Tuesday, February 23, 2016

5 principles for psychotherapists working with ASD

Just now, I viewed a video by Barry Prizant describing "5 Tips for Educators who Teach Autistic Students."  This inspired me to return to this blog after a multiyear hiatus and write up some principles from my work with clients ages 2 1/2 to 45 and my work training psychotherapists and other helping professionals.   It's a quick draft; tell me what you think.

 ASD principles for therapists

1.  Join the client where they are, and build from there.  General psychotherapy principle that is crucial in keeping the ASD client from being overwhelmed while also keeping them learning, developing, stretching.
If the child is nonverbal, conduct yourself nonverbally at first, first without engagement or stimulus, then doing some mirroring and invitation to mirror, creating communication through noise and movement even if the client’s actions are expressive, not communicative, at first. later adding some words (without doing simultaneous nonverbal communication at first), paired with meaning if the child does not have receptive language.
For the child speaking only in echolalia, use the echolalia as dialogue, striving to interpret functional echolalia when it happens, responding as if it were intentional and as if it was neurotypical speech, while feeding the child the lines that would have more effectively communicated to a neurotypical person. 
    For example, in a young child, tossing a child a soft ball high and low and then offering the child a choice of which phrase to echo to choose whether they want you to throw the ball high or low… even if they are actually just echoing the last phrase you said. This brings up an extension of this first principle:  “Building from there” may mean setting up situations where desired useful behaviors are likely to happen, then making those behaviors useful when they come close (the principle of successive approximations). 

2. Related to #1:  Start with accommodations, then add challenges.  This means: expect some discomfort if you expect change/development.  This is another principle of psychotherapy, related to physical therapy:  learn how to create comfort, but then realize that change will involve some discomfort, if the goal is to strengthen the client and help the client be more flexible, adaptive.  This means a middle ground between never wanting the child to experience any stress or challenge, and never wanting the child to have specially adjusted expectations or conditions. 

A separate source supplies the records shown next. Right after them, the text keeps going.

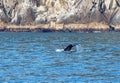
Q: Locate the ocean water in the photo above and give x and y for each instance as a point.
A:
(39, 57)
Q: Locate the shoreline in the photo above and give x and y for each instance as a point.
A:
(52, 27)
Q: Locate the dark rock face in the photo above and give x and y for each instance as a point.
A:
(61, 11)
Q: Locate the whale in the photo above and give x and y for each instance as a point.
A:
(69, 47)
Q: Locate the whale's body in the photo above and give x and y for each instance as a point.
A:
(69, 47)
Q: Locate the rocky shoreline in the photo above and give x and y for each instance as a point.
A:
(52, 27)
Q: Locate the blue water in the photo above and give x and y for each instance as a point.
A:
(32, 58)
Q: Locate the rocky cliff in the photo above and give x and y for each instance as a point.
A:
(24, 12)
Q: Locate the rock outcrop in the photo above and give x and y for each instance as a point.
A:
(24, 12)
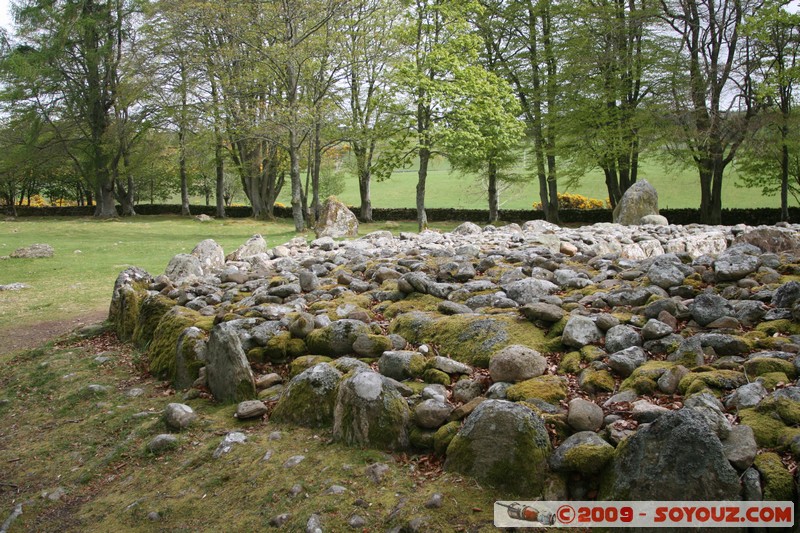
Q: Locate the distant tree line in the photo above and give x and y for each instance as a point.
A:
(110, 102)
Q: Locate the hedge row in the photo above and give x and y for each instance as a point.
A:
(752, 217)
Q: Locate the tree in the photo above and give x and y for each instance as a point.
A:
(440, 53)
(715, 102)
(483, 133)
(612, 57)
(371, 49)
(771, 157)
(66, 68)
(519, 40)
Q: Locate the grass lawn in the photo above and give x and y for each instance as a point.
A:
(89, 254)
(677, 187)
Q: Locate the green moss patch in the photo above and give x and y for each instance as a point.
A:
(551, 389)
(778, 482)
(471, 339)
(162, 351)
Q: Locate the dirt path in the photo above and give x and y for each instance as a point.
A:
(33, 335)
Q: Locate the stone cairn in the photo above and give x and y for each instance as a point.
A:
(608, 361)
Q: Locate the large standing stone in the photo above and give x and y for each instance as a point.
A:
(184, 268)
(229, 376)
(336, 220)
(309, 398)
(178, 416)
(503, 444)
(371, 412)
(641, 199)
(677, 457)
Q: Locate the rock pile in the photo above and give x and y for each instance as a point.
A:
(608, 361)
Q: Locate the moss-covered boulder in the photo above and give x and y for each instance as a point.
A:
(716, 381)
(777, 481)
(758, 366)
(502, 444)
(412, 302)
(305, 362)
(677, 457)
(337, 338)
(130, 289)
(309, 398)
(584, 452)
(282, 348)
(371, 412)
(596, 381)
(644, 380)
(190, 356)
(468, 338)
(162, 351)
(551, 389)
(444, 436)
(151, 310)
(227, 368)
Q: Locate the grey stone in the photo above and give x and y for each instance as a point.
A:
(748, 395)
(665, 276)
(542, 311)
(516, 363)
(529, 291)
(250, 409)
(655, 329)
(178, 416)
(234, 437)
(376, 472)
(584, 415)
(431, 414)
(640, 200)
(624, 362)
(227, 368)
(502, 436)
(740, 447)
(184, 268)
(310, 397)
(161, 443)
(34, 251)
(371, 412)
(580, 331)
(711, 410)
(210, 255)
(621, 337)
(707, 308)
(786, 295)
(293, 461)
(449, 366)
(466, 390)
(336, 220)
(732, 267)
(599, 450)
(400, 364)
(254, 246)
(677, 457)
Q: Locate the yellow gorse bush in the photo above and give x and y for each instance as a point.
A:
(575, 201)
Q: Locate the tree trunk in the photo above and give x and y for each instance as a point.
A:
(424, 158)
(106, 205)
(296, 184)
(315, 203)
(494, 198)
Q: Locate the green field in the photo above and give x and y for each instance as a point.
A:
(677, 188)
(89, 254)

3.  Build a theory of mind ABOUT the child even more than IN the child.  
With a younger child, this mean helping parents realize that the nonsensical/nonfunctional use of “what is this toy going to do next?” (when only the child knows) which seems like the child’s theory of mind error, is really an attempt to strike up a conversation during play the way a neurotypical child might say, “guess what my toy is going to do next,” which by the way, like a lot of neurotypical behavior, also can be seen as nonsensical and nonfunctional and evidence of a theory of mind confusion.
This can also mean making, and explaining the implications of, the ASD diagnosis. 
For example, a family of an early 20’s “child” client, along with previous teachers and therapists, saw their child as defiant, conduct-disordered, obsessive-compulsive, inattentive, destructive impulsive (ADHD), unpredictably moody (bipolar), and above all determined to make their lives miserable and refuse to learn.  Making and explaining the diagnosis meant seeing that the child: doesn’t understand what is hurtful, may “experiment” to find out what works, has trouble using language and body awareness to understand and regulate their emotions, gets overwhelmed by certain stimuli and by social demands to process multiple simultaneous types of sensory input (processing facial expressions AND language AND memorized social rules).  This understanding made peace, and began a process of success that extended into the world of employment.

4.  Empower the client decide to what extent they want to try to “normalize” their behavior.  Some of the greatest teenage stress comes from adopting the expectation that they are supposed to develop a neurotypical-style set of friendships when it’s not really what they want.  This goal doesn’t mean letting anxiety make the decision about which goals to pursue; it means finding the child’s preferences and desires underneath the inhibiting anxieties and pressured social expectations.

5.  Help the client develop their own style of reaching those goals.  This can mean using visual memory rather than intuition to learn social skills.  For example:  A young adult woman with ASD wanted to want to fit in socially, and do so by memorizing social scripts and practicing facial expressions in a mirror.  A young man with ASD made a game of developing strategic social perception skills by learning to notice recurring patterns of behavior to predict what will come next and what response will work, much as one might learn to play poker not by reading body language but by seeing the meaning of certain betting patterns. 

There are many more potential principles and of course many specific strategies to describe, but these are the ones I find myself saying over and over again when talking to clinicians about helping clients and families navigating life on the autism spectra.